Surface Current status Evidence
LLM-AggreFact public leaderboard FactCG-DeBERTa-L is visible at 75.6 percent average balanced accuracy https://llm-aggrefact.github.io/
Director-AI submission Submitted by email on 2026-06-02; awaiting maintainer response docs/ROADMAP_STATUS.md
Local global-threshold packet 75.8 percent average balanced accuracy at threshold 0.46 benchmarks/results/aggrefact_yaxili96_FactCG-DeBERTa-v3-Large.json
Tuned-threshold replay Deployment-oriented replay result; not an official default leaderboard row benchmarks/results/aggrefact_sweep_lr_low.json
Validation packet Commands, required artefacts, and claim boundaries documented benchmarks/EXTERNAL_VALIDATION_PACKET.md

LLM-AggreFact Position

LLM-AggreFact measures grounded factuality across 11 datasets and reports per-dataset mean balanced accuracy. The live public board currently places the FactCG-DeBERTa-L row close to the top of the visible table, behind larger or specialised systems and ahead of several large general-purpose models.

Director-AI uses the same default scorer family and adds:

  • SDK guard and direct scoring APIs;
  • REST, gRPC, middleware, and proxy deployment surfaces;
  • RAG evidence integration;
  • token-level streaming halt;
  • structured verification;
  • injection detection;
  • audit and compliance artefacts;
  • Rust-accelerated compute paths where installed.

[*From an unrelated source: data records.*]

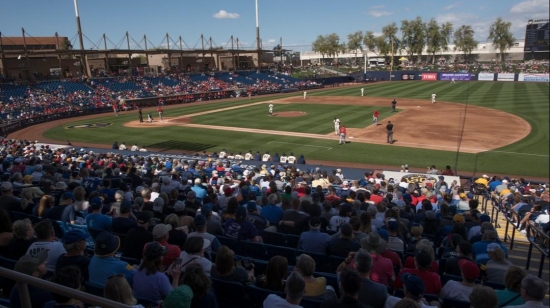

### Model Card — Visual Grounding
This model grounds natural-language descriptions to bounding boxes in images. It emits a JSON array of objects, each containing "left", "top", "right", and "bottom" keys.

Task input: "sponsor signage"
[
  {"left": 400, "top": 73, "right": 416, "bottom": 80},
  {"left": 439, "top": 73, "right": 471, "bottom": 81},
  {"left": 518, "top": 73, "right": 549, "bottom": 82},
  {"left": 421, "top": 73, "right": 437, "bottom": 81},
  {"left": 478, "top": 73, "right": 495, "bottom": 81},
  {"left": 497, "top": 73, "right": 515, "bottom": 82},
  {"left": 382, "top": 171, "right": 460, "bottom": 187}
]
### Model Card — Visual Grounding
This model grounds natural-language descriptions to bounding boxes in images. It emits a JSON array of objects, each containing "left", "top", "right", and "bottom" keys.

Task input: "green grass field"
[{"left": 44, "top": 81, "right": 550, "bottom": 178}]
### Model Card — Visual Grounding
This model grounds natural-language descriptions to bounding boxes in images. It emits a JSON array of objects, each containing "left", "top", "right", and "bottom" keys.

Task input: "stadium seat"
[
  {"left": 296, "top": 250, "right": 327, "bottom": 272},
  {"left": 217, "top": 236, "right": 239, "bottom": 254},
  {"left": 245, "top": 284, "right": 285, "bottom": 308},
  {"left": 83, "top": 281, "right": 104, "bottom": 297},
  {"left": 327, "top": 255, "right": 346, "bottom": 272},
  {"left": 210, "top": 277, "right": 251, "bottom": 308},
  {"left": 286, "top": 234, "right": 300, "bottom": 248},
  {"left": 260, "top": 231, "right": 287, "bottom": 246},
  {"left": 240, "top": 241, "right": 267, "bottom": 260},
  {"left": 442, "top": 298, "right": 471, "bottom": 308},
  {"left": 266, "top": 244, "right": 297, "bottom": 265}
]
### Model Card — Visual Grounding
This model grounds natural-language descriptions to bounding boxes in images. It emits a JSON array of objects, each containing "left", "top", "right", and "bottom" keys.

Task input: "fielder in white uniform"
[
  {"left": 268, "top": 103, "right": 274, "bottom": 116},
  {"left": 431, "top": 93, "right": 436, "bottom": 104},
  {"left": 334, "top": 118, "right": 340, "bottom": 135},
  {"left": 361, "top": 88, "right": 364, "bottom": 96},
  {"left": 451, "top": 78, "right": 455, "bottom": 84},
  {"left": 303, "top": 91, "right": 307, "bottom": 99}
]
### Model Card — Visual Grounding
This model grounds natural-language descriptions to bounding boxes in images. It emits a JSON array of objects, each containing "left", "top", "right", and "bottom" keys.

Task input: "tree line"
[{"left": 312, "top": 17, "right": 516, "bottom": 64}]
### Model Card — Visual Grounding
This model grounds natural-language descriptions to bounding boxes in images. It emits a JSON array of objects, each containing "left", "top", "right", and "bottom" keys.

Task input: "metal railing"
[{"left": 0, "top": 267, "right": 130, "bottom": 308}]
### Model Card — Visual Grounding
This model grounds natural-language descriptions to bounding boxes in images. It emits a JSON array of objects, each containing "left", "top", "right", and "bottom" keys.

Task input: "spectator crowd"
[{"left": 0, "top": 138, "right": 547, "bottom": 307}]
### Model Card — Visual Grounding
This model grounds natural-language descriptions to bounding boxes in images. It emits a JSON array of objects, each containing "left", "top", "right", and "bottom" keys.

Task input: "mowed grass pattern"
[
  {"left": 191, "top": 103, "right": 395, "bottom": 134},
  {"left": 44, "top": 81, "right": 549, "bottom": 178}
]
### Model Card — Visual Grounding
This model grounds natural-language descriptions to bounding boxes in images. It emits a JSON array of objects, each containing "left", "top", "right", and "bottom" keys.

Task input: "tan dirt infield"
[{"left": 121, "top": 96, "right": 530, "bottom": 154}]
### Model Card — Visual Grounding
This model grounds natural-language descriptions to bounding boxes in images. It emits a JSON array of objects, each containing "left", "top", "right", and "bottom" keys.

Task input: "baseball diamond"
[{"left": 9, "top": 81, "right": 549, "bottom": 179}]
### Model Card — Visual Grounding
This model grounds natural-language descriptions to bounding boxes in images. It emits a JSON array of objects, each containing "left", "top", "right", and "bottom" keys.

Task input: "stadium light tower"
[
  {"left": 255, "top": 0, "right": 261, "bottom": 69},
  {"left": 73, "top": 0, "right": 90, "bottom": 77}
]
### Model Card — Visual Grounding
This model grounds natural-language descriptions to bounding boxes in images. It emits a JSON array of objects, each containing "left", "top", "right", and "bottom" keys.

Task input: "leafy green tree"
[
  {"left": 400, "top": 17, "right": 426, "bottom": 63},
  {"left": 454, "top": 25, "right": 478, "bottom": 62},
  {"left": 487, "top": 17, "right": 515, "bottom": 62},
  {"left": 347, "top": 31, "right": 363, "bottom": 64},
  {"left": 426, "top": 19, "right": 453, "bottom": 64},
  {"left": 382, "top": 23, "right": 399, "bottom": 66},
  {"left": 312, "top": 35, "right": 328, "bottom": 64},
  {"left": 363, "top": 31, "right": 377, "bottom": 55}
]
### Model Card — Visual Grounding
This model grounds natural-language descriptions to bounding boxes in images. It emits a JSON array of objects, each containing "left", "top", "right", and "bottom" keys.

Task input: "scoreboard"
[{"left": 524, "top": 19, "right": 550, "bottom": 52}]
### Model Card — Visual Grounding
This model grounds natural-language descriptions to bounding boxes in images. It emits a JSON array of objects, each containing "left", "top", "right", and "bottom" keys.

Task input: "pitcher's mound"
[{"left": 275, "top": 111, "right": 307, "bottom": 117}]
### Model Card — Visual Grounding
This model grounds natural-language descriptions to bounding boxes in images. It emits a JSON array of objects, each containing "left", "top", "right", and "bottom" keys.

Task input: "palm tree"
[
  {"left": 487, "top": 17, "right": 515, "bottom": 62},
  {"left": 454, "top": 25, "right": 478, "bottom": 62},
  {"left": 347, "top": 31, "right": 363, "bottom": 64}
]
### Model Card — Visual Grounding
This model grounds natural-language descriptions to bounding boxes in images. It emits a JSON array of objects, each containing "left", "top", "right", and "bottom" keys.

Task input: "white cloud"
[
  {"left": 443, "top": 2, "right": 462, "bottom": 10},
  {"left": 510, "top": 0, "right": 549, "bottom": 15},
  {"left": 212, "top": 10, "right": 240, "bottom": 19},
  {"left": 366, "top": 10, "right": 394, "bottom": 17},
  {"left": 435, "top": 13, "right": 477, "bottom": 24},
  {"left": 370, "top": 5, "right": 385, "bottom": 9}
]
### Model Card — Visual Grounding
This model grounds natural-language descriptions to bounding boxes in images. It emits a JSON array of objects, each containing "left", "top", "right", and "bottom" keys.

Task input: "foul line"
[
  {"left": 480, "top": 150, "right": 549, "bottom": 158},
  {"left": 267, "top": 141, "right": 332, "bottom": 151}
]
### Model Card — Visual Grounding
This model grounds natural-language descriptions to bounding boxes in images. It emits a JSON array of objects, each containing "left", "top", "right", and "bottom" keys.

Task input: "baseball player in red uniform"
[
  {"left": 157, "top": 106, "right": 163, "bottom": 120},
  {"left": 373, "top": 110, "right": 380, "bottom": 126},
  {"left": 339, "top": 125, "right": 347, "bottom": 145}
]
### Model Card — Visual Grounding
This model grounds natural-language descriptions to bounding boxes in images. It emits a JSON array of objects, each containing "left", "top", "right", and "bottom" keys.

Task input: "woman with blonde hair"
[
  {"left": 165, "top": 214, "right": 187, "bottom": 248},
  {"left": 482, "top": 243, "right": 512, "bottom": 284},
  {"left": 34, "top": 195, "right": 55, "bottom": 218},
  {"left": 104, "top": 274, "right": 143, "bottom": 307},
  {"left": 494, "top": 265, "right": 526, "bottom": 307},
  {"left": 211, "top": 245, "right": 254, "bottom": 284},
  {"left": 19, "top": 190, "right": 35, "bottom": 215},
  {"left": 294, "top": 254, "right": 333, "bottom": 299},
  {"left": 22, "top": 174, "right": 44, "bottom": 198}
]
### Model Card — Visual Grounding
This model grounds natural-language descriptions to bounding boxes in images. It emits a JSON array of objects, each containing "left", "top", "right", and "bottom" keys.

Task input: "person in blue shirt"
[
  {"left": 472, "top": 230, "right": 508, "bottom": 264},
  {"left": 85, "top": 197, "right": 112, "bottom": 239},
  {"left": 191, "top": 178, "right": 207, "bottom": 201},
  {"left": 298, "top": 217, "right": 330, "bottom": 254},
  {"left": 223, "top": 207, "right": 260, "bottom": 242},
  {"left": 88, "top": 231, "right": 134, "bottom": 287},
  {"left": 261, "top": 194, "right": 283, "bottom": 223},
  {"left": 488, "top": 177, "right": 502, "bottom": 192}
]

The leaderboard measures only the factuality scorer. It does not measure these control-plane features.

Local Result Packet

The local result packet reports:

Field Value
Benchmark LLM-AggreFact
Model yaxili96/FactCG-DeBERTa-v3-Large
Threshold 0.46
Total samples 29,320
Average balanced accuracy 75.8 percent

Primary file:

benchmarks/results/aggrefact_yaxili96_FactCG-DeBERTa-v3-Large.json

This packet should be treated as reproducibility evidence for the submitted Director-AI row, not as an upstream acknowledgement.

Per-Dataset Local Results

Dataset Balanced accuracy
Reveal 89.14 percent
Lfqa 86.38 percent
RAGTruth 82.18 percent
ClaimVerify 78.13 percent
Wice 76.94 percent
TofuEval-MeetB 74.26 percent
AggreFact-XSum 74.25 percent
FactCheck-GPT 73.02 percent
TofuEval-MediaS 71.85 percent
AggreFact-CNN 68.82 percent
ExpertQA 59.09 percent

The weakness map is important for deployment planning. ExpertQA and class-imbalanced summarisation are the main risk areas for the default threshold.

External Claim Language

Use this wording until the upstream submission is acknowledged:

Director-AI's default FactCG scorer is near the top public LLM-AggreFact factuality results and ships with production guardrail surfaces for streaming halt, RAG evidence, structured verification, APIs, and audit evidence. A Director-AI result packet has been submitted for leaderboard review.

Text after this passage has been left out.